Unplanned Readmissions

What are we measuring?
The percentage of back, neck, and spinal fusion surgery patients that had an unplanned readmission to BIDMC within 30 days of initial discharge. The data is presented to show unplanned readmissions for all causes, as well as readmissions due to a condition related to the original surgery.
Why is this important?
We continuously strive to deliver the best outcomes for our patients admitted to BIDMC for spine surgery. 30-day Unplanned Readmission rates is a measure that relates to the quality of care provided to patients while undergoing surgery, while hospitalized, and in the transition of care after surgery. Our goal is to prevent avoidable readmissions.
What is our most recent performance and trend?
What we are doing to improve?
Readmission and reoperations are very frustrating experiences for spine surgery patients. Among the most common reasons for reoperation or readmission is a surgical site infection. At BIDMC, we are committed to reducing surgical site infections and have implemented a core set of specific actions to eliminate them. When taken together, these specific actions (called a "bundle") typically result in consistently better outcomes than if each of these actions were performed individually.
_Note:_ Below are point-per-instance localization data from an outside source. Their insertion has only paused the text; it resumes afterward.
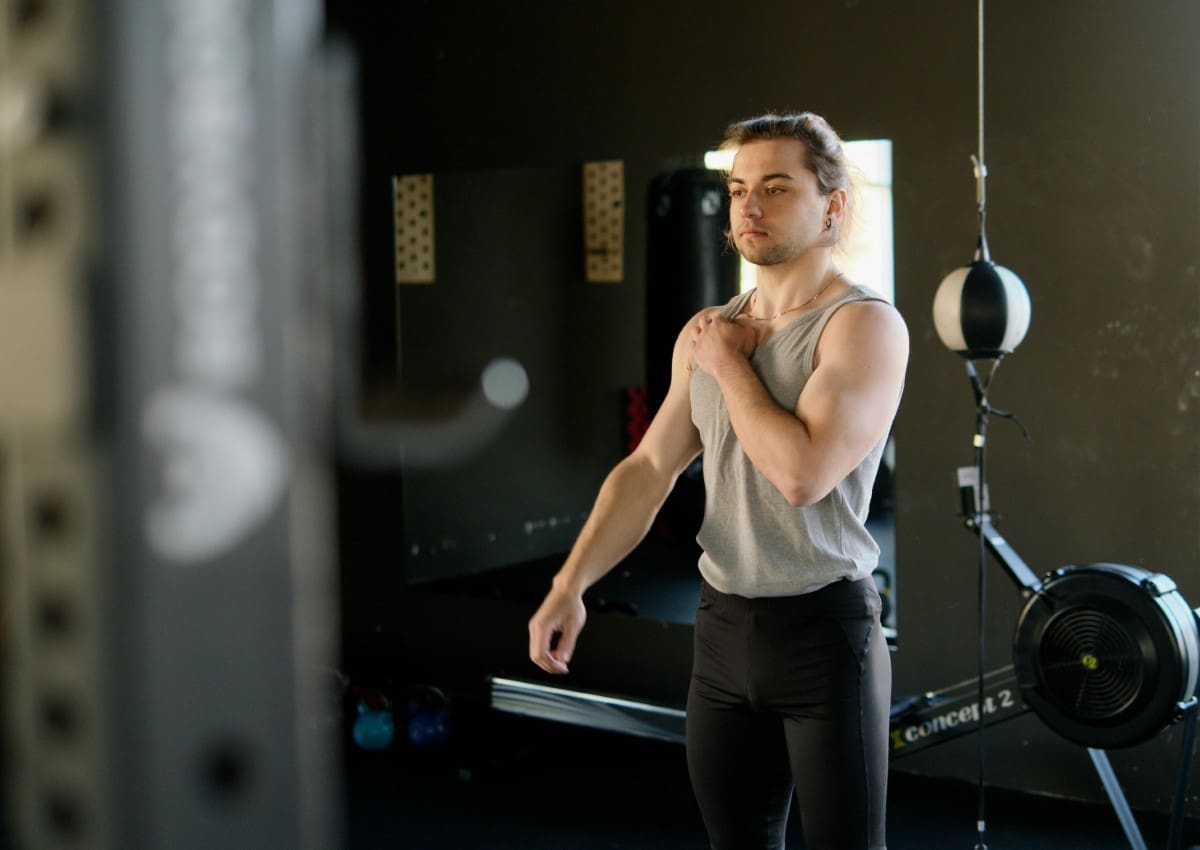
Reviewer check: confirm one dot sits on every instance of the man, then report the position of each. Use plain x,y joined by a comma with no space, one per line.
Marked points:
790,391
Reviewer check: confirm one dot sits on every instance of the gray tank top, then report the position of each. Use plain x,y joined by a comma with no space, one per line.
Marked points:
755,544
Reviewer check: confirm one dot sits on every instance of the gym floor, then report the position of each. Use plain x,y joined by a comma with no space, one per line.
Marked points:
515,783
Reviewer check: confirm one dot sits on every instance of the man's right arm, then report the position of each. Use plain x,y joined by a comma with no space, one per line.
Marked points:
629,500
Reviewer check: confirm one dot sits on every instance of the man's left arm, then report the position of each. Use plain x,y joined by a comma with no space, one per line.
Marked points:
844,411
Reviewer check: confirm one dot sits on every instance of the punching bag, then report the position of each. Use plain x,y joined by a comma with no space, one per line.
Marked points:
688,264
688,267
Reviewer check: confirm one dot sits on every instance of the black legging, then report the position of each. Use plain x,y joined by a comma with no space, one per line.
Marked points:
791,692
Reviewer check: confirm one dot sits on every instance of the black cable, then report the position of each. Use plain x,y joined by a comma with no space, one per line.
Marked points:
981,510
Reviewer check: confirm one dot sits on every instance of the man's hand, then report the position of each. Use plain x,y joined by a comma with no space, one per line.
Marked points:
562,614
715,341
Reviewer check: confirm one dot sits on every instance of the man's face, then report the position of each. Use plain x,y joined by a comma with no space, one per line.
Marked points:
775,211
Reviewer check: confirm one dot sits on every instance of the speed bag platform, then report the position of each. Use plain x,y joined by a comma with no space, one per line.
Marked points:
1107,654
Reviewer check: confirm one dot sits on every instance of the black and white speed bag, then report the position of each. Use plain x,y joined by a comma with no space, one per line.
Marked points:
982,310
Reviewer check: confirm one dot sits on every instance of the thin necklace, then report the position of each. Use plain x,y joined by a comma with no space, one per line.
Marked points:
791,310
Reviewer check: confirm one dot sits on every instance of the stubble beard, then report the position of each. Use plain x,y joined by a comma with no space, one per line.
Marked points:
772,255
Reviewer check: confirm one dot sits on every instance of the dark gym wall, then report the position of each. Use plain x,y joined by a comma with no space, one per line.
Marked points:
1093,135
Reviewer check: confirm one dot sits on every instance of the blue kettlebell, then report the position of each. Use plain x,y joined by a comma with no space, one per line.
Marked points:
373,728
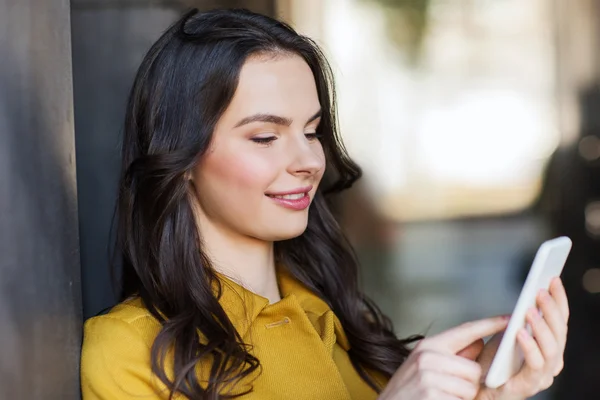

Actions in the infection prevention "bundle" include:

  1. Appropriate use of antibiotics just prior to and during surgery.
  2. Appropriate hair removal at the surgical site using clippers.
  3. Use of antimicrobial washes and preps before the surgery by the patients.
  4. Use of antiseptic scrub in the operating room, immediately before the surgery.
Information relating to the use of antimicrobial washes in preparation for surgery is highlighted in the patient education materials provided to patients. The Spine Center team also works closely with the hospital nursing staff, physical therapists, and patient case managers prior to the patients discharge to ensure that patients are fully prepared to leave the hospital. BIDMC is working on improvements in communication and post discharge care coordination between hospital and patients, their families, and community-based health care providers (such as visiting nurses and primary care physicians). These efforts will help patients and their care givers successfully follow post-hospitalization treatment and care guidance. The Spine Center is developing a more robust preferred network of Skilled Nursing Facilities. Communication with post acute care providers is paramount to helping avoid all cause re-admissions.